# What You Need:
→ Crust
01 - 1 1/2 cups graham cracker crumbs
02 - 1/4 cup granulated sugar
03 - 1 teaspoon ground cinnamon
04 - 1/4 teaspoon salt
05 - 6 tablespoons unsalted butter, melted
→ Cheesecake Layer
06 - 16 ounces cream cheese, softened
07 - 2/3 cup granulated sugar
08 - 2 large eggs
09 - 1/3 cup sour cream
10 - 1 tablespoon all-purpose flour
11 - 1 teaspoon vanilla extract
12 - 1/4 teaspoon almond extract, optional
→ Swirl Colors
13 - Purple gel food coloring
14 - Green gel food coloring
15 - Yellow gel food coloring
→ Icing
16 - 1 cup powdered sugar
17 - 2 to 3 tablespoons milk
18 - 1/2 teaspoon vanilla extract
→ Topping
19 - Purple sanding sugar
20 - Green sanding sugar
21 - Gold sanding sugar
# How To Make:
01 - Preheat oven to 325°F. Line a 9x9-inch baking pan with parchment paper, leaving overhang for easy removal.

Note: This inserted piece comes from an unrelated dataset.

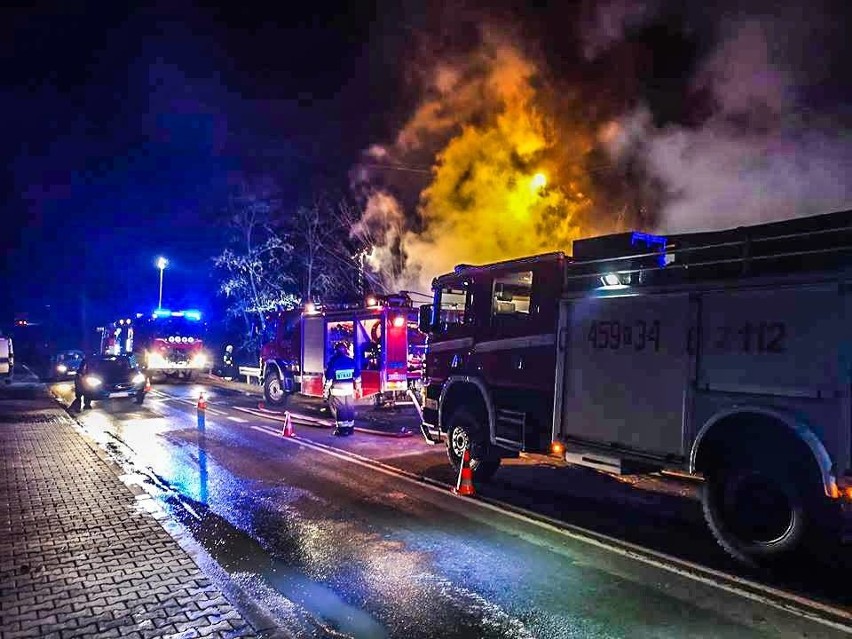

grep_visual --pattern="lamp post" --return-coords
[157,257,169,310]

02 - In a medium bowl, combine graham cracker crumbs, sugar, cinnamon, salt, and melted butter. Mix until evenly moistened. Press firmly into bottom of prepared pan. Bake for 10 minutes and set aside to cool slightly.
03 - In a large bowl, beat cream cheese and sugar until smooth and creamy. Add eggs one at a time, beating well after each addition. Mix in sour cream, flour, vanilla, and almond extract if using until just combined.

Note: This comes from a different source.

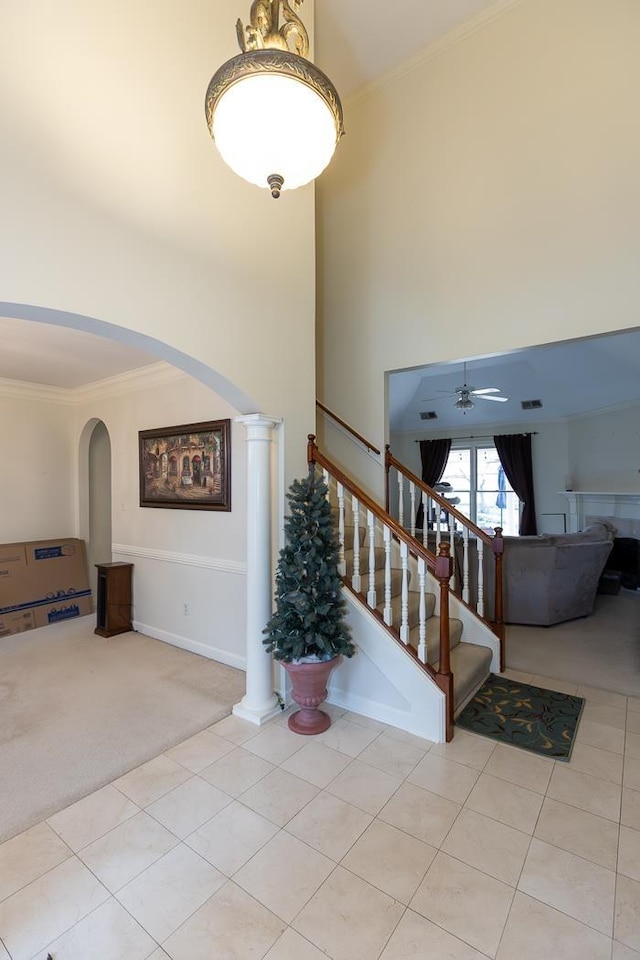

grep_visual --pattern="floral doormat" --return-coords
[456,673,584,760]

04 - Divide cheesecake batter evenly into three bowls. Tint each portion with gel food coloring: purple, green, and yellow. Stir until color is evenly distributed throughout each bowl.
05 - Drop spoonfuls of colored batters randomly over cooled crust. Use a knife or skewer to gently swirl colors together for marbled effect without overmixing.
06 - Bake for 35 to 40 minutes until center is just set with slight wobble. Remove from oven and cool to room temperature, then refrigerate for at least 4 hours or overnight.
07 - Whisk powdered sugar, milk, and vanilla until smooth. Drizzle evenly over chilled bars.
08 - Sprinkle purple, green, and gold sanding sugar to decorate. Slice into bars and serve.